Russian fines. Google faces a fine of as much as $240 million, or 20% of its revenue in the country, after ignoring orders to take down information the government there has deemed illegal. Russia has been trying to crack down on dissent in the country and imposing tighter controls over the internet, like nearby China. 

Futures bright. An exchange-traded fund of Bitcoin futures rose 2% in its first day of trading today, one of the first, and most anticipated, investment vehicles broadly available to the public for Bitcoin trading. The ProShares Bitcoin Strategy ETF doesn’t have any money in actual Bitcoins, but instead in futures that bet on the direction of assets like the digital currency. 

FOOD FOR THOUGHT

This time is different, maybe. Judging by this Wall Street Journal article, Congress will finally do … something … to rein in tech companies. It could be kind of antitrust-y, or it could rewrite Section 230, the liability protection clause of the Communications Decency Act, or it could do something else. Or nothing. The article notes that there’s momentum to act, but until there’s an actual bill making its way to the Senate floor, nothing is certain. There’s a lot in this article about how the time is right, there’s bipartisan support, the tech companies are in a weak position. It’s hard to argue with all that, but this is Congress we’re talking about. 

From the article: 

Last week leaders of the House Energy and Commerce Committee rolled out a new proposal to update the liability shield known as Section 230 that generally insulates internet platforms from liability for harms caused by users’ posts on their sites.

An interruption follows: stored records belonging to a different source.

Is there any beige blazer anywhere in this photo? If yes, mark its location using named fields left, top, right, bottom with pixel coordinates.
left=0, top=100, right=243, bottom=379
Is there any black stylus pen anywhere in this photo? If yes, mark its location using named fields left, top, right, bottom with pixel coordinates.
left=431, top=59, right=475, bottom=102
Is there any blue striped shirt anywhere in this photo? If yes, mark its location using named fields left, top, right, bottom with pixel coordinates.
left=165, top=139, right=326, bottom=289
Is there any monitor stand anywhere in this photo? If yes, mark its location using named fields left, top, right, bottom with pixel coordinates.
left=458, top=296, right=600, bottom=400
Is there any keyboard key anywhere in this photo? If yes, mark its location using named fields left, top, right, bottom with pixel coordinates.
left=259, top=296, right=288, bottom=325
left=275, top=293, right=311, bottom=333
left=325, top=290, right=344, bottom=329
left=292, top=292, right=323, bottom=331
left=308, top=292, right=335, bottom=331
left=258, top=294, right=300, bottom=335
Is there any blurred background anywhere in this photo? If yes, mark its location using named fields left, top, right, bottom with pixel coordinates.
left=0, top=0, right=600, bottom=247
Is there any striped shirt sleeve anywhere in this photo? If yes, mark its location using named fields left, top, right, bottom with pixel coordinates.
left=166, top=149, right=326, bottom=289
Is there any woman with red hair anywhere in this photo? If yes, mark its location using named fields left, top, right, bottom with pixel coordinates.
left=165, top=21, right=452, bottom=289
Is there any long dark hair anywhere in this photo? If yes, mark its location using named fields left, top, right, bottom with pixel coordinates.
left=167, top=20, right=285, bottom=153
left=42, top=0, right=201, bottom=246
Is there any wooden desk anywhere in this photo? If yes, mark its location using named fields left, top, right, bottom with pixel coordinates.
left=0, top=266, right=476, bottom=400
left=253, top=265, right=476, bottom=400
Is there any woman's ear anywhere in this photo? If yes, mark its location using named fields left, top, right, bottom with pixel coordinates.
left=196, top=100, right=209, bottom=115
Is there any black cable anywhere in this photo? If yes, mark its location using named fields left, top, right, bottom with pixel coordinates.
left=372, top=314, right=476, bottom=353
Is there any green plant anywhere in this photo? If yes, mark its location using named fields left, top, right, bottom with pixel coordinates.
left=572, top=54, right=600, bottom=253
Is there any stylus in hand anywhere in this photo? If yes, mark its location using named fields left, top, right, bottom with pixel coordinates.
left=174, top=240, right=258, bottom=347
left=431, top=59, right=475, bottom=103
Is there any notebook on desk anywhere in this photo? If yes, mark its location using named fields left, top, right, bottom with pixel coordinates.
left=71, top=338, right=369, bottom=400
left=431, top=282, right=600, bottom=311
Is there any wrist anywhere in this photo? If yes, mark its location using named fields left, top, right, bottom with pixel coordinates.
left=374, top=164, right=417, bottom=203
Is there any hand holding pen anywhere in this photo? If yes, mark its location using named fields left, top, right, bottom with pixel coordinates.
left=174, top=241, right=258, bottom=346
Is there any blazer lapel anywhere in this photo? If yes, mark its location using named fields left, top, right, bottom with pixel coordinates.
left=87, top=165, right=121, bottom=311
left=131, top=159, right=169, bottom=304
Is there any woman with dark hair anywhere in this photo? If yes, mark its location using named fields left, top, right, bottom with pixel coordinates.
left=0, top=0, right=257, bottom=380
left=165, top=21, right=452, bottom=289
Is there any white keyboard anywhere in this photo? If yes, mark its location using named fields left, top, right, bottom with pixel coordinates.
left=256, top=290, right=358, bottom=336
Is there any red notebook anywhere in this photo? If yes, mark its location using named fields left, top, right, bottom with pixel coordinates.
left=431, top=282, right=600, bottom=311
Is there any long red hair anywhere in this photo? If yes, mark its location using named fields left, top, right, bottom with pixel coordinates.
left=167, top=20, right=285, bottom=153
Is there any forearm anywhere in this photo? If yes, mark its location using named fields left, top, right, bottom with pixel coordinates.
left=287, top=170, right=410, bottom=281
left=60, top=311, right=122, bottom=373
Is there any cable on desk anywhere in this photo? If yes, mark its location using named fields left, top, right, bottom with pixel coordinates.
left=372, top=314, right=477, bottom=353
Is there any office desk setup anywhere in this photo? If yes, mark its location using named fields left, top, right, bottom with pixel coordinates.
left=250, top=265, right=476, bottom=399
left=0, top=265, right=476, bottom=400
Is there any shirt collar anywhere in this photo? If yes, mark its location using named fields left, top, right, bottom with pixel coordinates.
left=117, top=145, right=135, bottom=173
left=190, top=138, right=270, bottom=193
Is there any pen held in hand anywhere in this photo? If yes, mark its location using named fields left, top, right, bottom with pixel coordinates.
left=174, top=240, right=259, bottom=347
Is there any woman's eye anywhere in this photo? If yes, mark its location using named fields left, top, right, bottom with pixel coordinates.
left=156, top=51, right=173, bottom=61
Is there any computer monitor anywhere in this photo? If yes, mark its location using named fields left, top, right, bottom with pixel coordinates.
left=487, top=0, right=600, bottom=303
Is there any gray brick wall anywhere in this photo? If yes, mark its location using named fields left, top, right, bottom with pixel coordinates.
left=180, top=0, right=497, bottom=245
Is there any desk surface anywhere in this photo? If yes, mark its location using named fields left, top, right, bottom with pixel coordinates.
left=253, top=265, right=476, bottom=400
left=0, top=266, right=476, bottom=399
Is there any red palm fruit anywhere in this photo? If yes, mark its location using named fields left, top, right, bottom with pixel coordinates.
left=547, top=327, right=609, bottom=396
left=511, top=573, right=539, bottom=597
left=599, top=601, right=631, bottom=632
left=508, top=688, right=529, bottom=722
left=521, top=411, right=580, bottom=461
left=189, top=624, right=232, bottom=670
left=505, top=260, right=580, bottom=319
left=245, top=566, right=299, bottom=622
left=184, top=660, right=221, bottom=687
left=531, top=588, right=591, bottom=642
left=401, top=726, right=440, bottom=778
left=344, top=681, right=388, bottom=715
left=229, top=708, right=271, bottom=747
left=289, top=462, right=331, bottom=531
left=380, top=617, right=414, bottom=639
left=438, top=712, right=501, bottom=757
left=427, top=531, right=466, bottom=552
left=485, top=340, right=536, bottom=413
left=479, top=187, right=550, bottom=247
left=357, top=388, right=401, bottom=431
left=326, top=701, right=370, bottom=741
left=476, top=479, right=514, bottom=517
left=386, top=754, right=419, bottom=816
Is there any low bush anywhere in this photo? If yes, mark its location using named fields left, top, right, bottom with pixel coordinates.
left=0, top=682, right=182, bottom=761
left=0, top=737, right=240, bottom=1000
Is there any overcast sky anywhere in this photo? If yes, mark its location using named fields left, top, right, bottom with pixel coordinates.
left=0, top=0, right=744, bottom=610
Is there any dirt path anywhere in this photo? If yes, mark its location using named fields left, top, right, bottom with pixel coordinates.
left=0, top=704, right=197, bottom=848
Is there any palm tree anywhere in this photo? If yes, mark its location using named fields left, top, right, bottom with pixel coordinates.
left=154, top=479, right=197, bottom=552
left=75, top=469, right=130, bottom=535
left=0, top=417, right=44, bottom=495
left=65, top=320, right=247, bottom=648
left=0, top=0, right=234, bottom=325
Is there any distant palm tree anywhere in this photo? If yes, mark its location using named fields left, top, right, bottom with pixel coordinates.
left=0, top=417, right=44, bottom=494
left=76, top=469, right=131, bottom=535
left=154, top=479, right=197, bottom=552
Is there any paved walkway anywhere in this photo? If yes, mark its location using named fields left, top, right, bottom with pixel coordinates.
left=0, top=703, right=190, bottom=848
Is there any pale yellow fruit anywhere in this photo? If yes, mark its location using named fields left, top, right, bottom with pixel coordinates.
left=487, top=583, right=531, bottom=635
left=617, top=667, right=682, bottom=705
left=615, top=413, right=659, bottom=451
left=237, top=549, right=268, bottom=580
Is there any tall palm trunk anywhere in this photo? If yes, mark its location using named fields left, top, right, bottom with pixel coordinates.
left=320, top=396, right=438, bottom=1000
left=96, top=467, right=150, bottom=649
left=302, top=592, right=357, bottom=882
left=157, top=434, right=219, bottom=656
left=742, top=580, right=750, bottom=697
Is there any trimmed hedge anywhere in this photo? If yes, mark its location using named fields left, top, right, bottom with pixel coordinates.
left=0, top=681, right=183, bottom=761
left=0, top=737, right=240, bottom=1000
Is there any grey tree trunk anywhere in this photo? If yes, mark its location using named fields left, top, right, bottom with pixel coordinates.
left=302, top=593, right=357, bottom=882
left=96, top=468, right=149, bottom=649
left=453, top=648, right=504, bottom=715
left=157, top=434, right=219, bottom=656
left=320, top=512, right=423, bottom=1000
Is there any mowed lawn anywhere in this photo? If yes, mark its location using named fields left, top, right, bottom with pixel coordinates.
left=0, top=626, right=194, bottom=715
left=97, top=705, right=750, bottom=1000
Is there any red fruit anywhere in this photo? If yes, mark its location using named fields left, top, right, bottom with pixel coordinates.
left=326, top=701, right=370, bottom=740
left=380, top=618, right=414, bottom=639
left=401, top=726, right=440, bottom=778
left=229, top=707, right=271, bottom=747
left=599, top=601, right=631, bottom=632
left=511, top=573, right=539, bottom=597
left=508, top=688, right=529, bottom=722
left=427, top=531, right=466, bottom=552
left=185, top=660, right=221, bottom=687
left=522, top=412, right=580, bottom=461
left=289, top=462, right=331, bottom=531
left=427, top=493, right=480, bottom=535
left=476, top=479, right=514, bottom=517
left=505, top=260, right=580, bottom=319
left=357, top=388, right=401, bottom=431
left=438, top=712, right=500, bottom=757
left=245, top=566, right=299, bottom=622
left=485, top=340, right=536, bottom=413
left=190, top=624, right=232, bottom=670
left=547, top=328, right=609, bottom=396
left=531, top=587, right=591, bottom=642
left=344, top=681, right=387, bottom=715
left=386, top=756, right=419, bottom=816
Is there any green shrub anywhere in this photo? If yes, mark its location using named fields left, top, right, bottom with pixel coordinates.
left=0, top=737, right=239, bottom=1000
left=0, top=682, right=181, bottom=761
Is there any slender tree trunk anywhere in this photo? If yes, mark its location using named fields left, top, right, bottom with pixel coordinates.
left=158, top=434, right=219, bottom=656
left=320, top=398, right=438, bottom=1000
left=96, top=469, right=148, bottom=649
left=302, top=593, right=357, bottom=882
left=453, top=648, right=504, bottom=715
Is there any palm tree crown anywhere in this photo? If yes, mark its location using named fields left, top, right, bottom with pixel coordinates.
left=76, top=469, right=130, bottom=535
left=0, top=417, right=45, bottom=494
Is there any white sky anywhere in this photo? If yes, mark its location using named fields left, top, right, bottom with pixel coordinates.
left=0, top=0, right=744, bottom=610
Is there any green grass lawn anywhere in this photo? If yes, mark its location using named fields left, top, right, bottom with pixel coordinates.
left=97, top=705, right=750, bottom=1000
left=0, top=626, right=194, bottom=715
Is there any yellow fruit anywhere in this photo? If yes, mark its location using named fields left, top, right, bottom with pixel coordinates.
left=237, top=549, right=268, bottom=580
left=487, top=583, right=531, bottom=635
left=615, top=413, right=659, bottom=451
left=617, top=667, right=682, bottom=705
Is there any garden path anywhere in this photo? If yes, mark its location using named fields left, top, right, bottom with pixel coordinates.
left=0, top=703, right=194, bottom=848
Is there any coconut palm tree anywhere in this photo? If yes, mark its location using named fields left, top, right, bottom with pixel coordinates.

The legislation would remove the liability shield where a platform uses personalized algorithms to promote harmful content. That is a potentially major change that would discourage targeted promotion of misleading and harmful content, according to sponsors.

 

IN CASE YOU MISSED IT

World’s 25 Best Workplaces by Fortune Editors

‘Gone too far’: Meet the Dutch chips giant that Silicon Valley loves and Biden fears by Christiaan Hetzner

Alibaba CEO defends company’s $15.5 billion donation to China’s ‘common prosperity’ drive by Nicholas Gordon

What’s causing supply-chain delays? It’s not just port disruptions by Eamon Barrett

Uranium meme-stock traders get help from a whale, triggering a mammoth rally by Sophie Mellor

New Alibaba server chip is a milestone in China’s drive for semiconductor self-sufficiency by Coco Liu, Debby Wu, and Bloomberg

Some of these stories require a subscription to access. Thank you for supporting our journalism.

BEFORE YOU GO

Eye in the sky. Satellite imagery is getting so precise, and abundant, that uncounted emissions of greenhouse gasses is now something that can be caught and measured by laymen. The Washington Post has a pretty cool story focusing on Russia — it’s undercounting the leakage of methane gas by about 10 million tons in 2020, by one count — and leads off with an anecdote about how a reporter was able to pinpoint where a major leak happened with the help of a U.S. satellite. It’s a stark contrast to revised annual emissions reports from Russia that show ever-lower levels of gas leaks.